The town had that uncanny height-of-summer stillness. It was midday. You expect a curtain to move in a window or a dog to snarl as you walk down the street past the sleeping houses.
It was forty degrees, a hundred-plus on that old scale they used to show on GTV-9 next to the black and white clock in between programs. Epic Theatre. Point of View. TV Ringside. Epilogue. I walked past the houses and down the hill and then there were shops that were once stables and blacksmiths and grain stores and banks for newly-dug gold. I pushed open a door and went into a cavernous old building that could have been anything.
Talk about another world. It was pitch black until your eyes got used to it, and then it was just dark, with pinholes of light in the corrugated iron ceiling above ancient timber rafters. I don’t know what it was then, but now they call it the Restorer’s Barn. It creaked in the heat. In a rainstorm you wouldn’t hear yourself admiring the old wares. The pinpoints in the ceiling made shafts of sunlight and they fell on the concrete floor and lay there and burned your eyes. Later they would move and change shape and climb up the sides of old chairs and glint off old glass lamps.

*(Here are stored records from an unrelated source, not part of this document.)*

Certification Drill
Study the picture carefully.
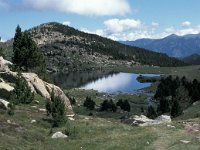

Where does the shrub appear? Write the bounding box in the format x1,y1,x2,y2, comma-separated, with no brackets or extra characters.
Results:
147,105,158,119
46,91,66,127
100,100,117,112
83,96,95,110
116,99,131,112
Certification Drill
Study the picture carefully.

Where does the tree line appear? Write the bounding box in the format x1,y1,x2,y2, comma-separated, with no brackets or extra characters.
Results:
149,76,200,117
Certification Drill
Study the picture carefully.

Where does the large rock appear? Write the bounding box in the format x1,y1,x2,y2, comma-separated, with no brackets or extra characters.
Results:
0,99,9,110
0,56,12,72
0,81,14,99
124,115,171,127
22,73,74,115
0,57,74,115
51,131,68,139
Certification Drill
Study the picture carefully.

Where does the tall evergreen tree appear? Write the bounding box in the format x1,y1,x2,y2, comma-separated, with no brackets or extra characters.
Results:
12,25,23,67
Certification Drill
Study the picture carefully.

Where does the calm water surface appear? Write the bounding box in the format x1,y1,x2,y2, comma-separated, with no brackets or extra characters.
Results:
80,73,159,93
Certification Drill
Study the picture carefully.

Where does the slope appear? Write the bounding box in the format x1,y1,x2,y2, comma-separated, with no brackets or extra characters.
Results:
28,22,185,71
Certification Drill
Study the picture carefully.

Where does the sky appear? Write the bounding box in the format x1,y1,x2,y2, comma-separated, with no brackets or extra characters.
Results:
0,0,200,41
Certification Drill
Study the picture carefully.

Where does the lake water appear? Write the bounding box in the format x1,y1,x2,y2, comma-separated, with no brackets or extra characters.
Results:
80,73,159,93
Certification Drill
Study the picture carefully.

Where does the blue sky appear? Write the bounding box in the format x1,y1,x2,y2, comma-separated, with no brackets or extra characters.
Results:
0,0,200,40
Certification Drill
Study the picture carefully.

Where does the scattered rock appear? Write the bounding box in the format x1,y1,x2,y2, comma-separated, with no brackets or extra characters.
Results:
123,115,171,127
31,106,37,108
34,100,40,104
180,140,190,144
167,124,176,128
0,99,9,110
51,131,68,139
39,108,47,112
68,117,75,121
0,82,14,99
7,120,11,124
31,120,36,123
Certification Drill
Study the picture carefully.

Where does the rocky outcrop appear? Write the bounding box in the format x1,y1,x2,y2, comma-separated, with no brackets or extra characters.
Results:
123,115,171,127
0,57,74,115
51,131,68,139
0,80,14,99
22,73,73,114
0,99,9,110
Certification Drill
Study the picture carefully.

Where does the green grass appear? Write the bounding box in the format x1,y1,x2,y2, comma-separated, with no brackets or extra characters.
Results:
0,93,200,150
65,89,147,119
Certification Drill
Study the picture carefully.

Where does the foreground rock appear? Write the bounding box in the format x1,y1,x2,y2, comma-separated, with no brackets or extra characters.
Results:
0,99,9,110
51,131,68,139
0,57,74,116
0,80,14,99
123,115,171,127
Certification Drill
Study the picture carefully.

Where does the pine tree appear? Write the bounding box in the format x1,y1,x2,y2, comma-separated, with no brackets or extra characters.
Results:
12,25,48,80
121,100,131,112
158,97,170,114
83,96,95,110
171,99,183,117
12,25,23,67
147,105,158,119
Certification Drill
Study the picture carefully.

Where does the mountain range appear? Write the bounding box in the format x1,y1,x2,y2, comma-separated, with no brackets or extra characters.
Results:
0,22,186,72
182,54,200,65
121,34,200,58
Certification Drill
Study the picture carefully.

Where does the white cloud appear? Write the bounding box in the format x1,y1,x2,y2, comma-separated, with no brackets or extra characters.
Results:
82,19,200,41
104,19,141,33
63,21,71,26
0,0,9,9
165,26,200,36
181,21,191,27
23,0,131,16
151,22,159,28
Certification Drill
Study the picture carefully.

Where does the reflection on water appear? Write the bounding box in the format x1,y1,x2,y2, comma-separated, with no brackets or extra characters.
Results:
51,70,158,93
81,73,158,93
50,70,115,89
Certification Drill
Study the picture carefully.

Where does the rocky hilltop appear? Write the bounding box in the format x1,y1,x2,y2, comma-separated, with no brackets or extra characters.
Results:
27,22,185,72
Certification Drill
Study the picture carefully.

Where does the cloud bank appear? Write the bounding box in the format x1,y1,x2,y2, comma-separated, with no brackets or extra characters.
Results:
22,0,131,16
81,18,200,41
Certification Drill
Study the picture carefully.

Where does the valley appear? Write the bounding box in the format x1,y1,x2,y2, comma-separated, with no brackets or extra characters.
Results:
0,22,200,150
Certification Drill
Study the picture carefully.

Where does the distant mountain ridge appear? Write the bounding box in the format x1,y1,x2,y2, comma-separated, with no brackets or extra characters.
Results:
121,34,200,58
0,22,187,72
182,54,200,65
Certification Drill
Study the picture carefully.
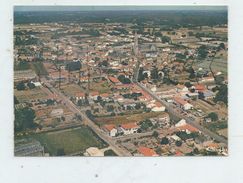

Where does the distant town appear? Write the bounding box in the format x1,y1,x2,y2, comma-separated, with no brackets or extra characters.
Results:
14,6,228,156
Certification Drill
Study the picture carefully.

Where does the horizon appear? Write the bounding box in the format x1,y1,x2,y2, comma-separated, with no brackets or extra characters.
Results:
14,5,228,12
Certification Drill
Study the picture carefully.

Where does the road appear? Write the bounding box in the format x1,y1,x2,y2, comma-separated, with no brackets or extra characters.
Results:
134,82,228,145
41,78,131,156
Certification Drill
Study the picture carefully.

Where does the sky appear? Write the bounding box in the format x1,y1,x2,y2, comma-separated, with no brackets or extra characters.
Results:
14,6,227,11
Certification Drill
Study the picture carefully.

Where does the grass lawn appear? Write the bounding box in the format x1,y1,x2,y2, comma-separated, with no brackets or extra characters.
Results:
90,81,112,94
96,112,163,125
28,127,107,156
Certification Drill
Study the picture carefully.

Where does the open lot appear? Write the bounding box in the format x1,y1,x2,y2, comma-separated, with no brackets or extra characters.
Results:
14,88,48,102
62,84,84,97
96,112,163,125
22,126,107,156
31,62,48,75
90,81,112,94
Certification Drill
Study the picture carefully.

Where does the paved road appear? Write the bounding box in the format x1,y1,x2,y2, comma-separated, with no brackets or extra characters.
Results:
42,78,131,156
135,82,228,144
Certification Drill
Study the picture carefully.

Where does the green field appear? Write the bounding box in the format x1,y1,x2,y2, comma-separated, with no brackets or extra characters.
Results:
31,62,48,75
20,127,107,156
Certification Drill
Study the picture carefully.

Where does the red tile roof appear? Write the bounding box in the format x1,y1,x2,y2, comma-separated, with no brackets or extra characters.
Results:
108,76,120,83
121,123,139,130
75,92,85,97
178,124,199,132
89,91,99,96
174,97,187,105
103,124,116,132
194,84,206,91
138,146,158,156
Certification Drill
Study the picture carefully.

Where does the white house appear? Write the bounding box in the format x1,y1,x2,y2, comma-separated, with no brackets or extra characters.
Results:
176,84,188,92
151,102,165,112
174,97,193,110
103,124,117,137
175,119,187,127
120,123,139,135
84,147,104,156
75,92,85,101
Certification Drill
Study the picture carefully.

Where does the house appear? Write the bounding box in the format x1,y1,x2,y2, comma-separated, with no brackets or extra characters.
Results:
51,108,64,117
103,124,117,137
31,82,42,87
176,84,188,92
100,93,110,101
192,84,206,92
120,123,139,135
175,119,187,127
138,146,159,156
178,124,199,134
173,97,193,110
75,92,85,101
175,119,199,134
108,76,121,84
151,102,165,112
186,92,198,100
89,91,99,100
84,147,104,156
202,90,215,100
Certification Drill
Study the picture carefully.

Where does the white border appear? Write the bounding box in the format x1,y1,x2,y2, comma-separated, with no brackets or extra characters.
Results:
0,0,243,183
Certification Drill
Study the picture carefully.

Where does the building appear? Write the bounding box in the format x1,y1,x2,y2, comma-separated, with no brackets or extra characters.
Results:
174,97,193,110
51,108,64,117
14,139,45,156
151,102,165,112
103,124,117,137
75,92,85,101
84,147,104,156
108,76,121,84
120,123,139,135
138,146,159,156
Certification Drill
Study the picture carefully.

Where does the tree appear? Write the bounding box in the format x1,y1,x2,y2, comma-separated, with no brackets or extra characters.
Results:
104,149,117,156
208,112,218,121
184,82,192,88
16,81,26,90
14,96,19,105
57,148,65,156
151,67,159,79
161,36,171,43
137,67,145,82
175,140,182,147
46,99,55,106
152,131,159,138
160,137,169,145
14,107,36,132
214,85,228,105
197,45,208,59
218,43,225,50
118,75,131,84
27,82,35,89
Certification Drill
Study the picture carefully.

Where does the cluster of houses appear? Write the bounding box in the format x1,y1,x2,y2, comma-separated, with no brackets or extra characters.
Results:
103,123,140,137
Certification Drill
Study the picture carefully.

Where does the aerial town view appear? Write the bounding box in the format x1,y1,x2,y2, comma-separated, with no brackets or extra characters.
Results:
13,6,228,157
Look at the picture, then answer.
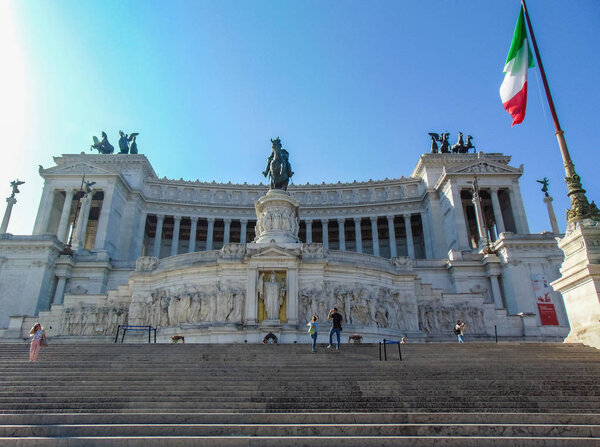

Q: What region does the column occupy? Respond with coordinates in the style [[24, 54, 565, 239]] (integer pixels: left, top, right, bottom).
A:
[[223, 219, 231, 244], [152, 214, 165, 258], [56, 190, 73, 242], [52, 276, 67, 304], [387, 216, 398, 258], [450, 183, 471, 249], [371, 217, 379, 256], [403, 214, 415, 259], [171, 216, 181, 256], [508, 184, 529, 234], [544, 196, 560, 235], [490, 275, 504, 309], [338, 219, 346, 251], [188, 217, 198, 253], [473, 191, 487, 247], [354, 217, 362, 253], [71, 191, 94, 249], [240, 219, 248, 244], [0, 197, 17, 234], [421, 211, 433, 259], [33, 183, 54, 234], [131, 211, 148, 259], [491, 188, 506, 236], [206, 217, 215, 251], [94, 185, 115, 251], [321, 219, 329, 250]]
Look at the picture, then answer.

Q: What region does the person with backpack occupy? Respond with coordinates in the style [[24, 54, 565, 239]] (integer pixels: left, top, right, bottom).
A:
[[307, 315, 319, 352], [454, 320, 467, 343], [327, 307, 344, 349]]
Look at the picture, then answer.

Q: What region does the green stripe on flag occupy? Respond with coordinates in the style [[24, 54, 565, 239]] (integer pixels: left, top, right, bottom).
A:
[[506, 6, 535, 67]]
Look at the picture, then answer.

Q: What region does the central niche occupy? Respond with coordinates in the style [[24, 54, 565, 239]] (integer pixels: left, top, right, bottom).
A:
[[257, 269, 287, 323]]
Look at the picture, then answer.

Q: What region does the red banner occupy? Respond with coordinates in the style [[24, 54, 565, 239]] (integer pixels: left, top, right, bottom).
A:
[[538, 303, 558, 326]]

I went up some old stone steps past barrels of antique saws and planes and axes, and then up some more dusty ones to the top level where timber furniture stood next to endless rows of old crockery, glassware, crystal and lamp shades. Where do you start? On the lower levels are second hand stocks of every possible item fitted to any house built in the twentieth century. Window locks, door handles, keys, shutters, architraves, bell pulls, knockers, drawers, light switches, keyholes, 1950s chrome bath taps with red-hot and green-cold nuts, brass garden taps, anything made of bakelite, levers, and those mesh-covered circles of anodized steel they used to fit into the sides of kitchen cupboards as air vents. Plus every kind of cupboard latch from those press-button and lever ones from the 1940s to the flush spring-loaded ones where you just nudge the whole door. 1970s?
You go into a place like this not knowing you need anything. But it’s time I replaced two 1980s door handles in white with gold leaf circle and a flower in the middle. Fake Victoriana. Bizarrely, they are not on the same door. One is on one side of the kitchen door; the other is on one side of a bedroom door. Both have as their mate the original 1940s pressed steel handles. The Restorer’s Barn had dozens of the originals. Two door handles will meet old friends.
I came out hours later having forgotten where I was and the time of day. But it was still hot.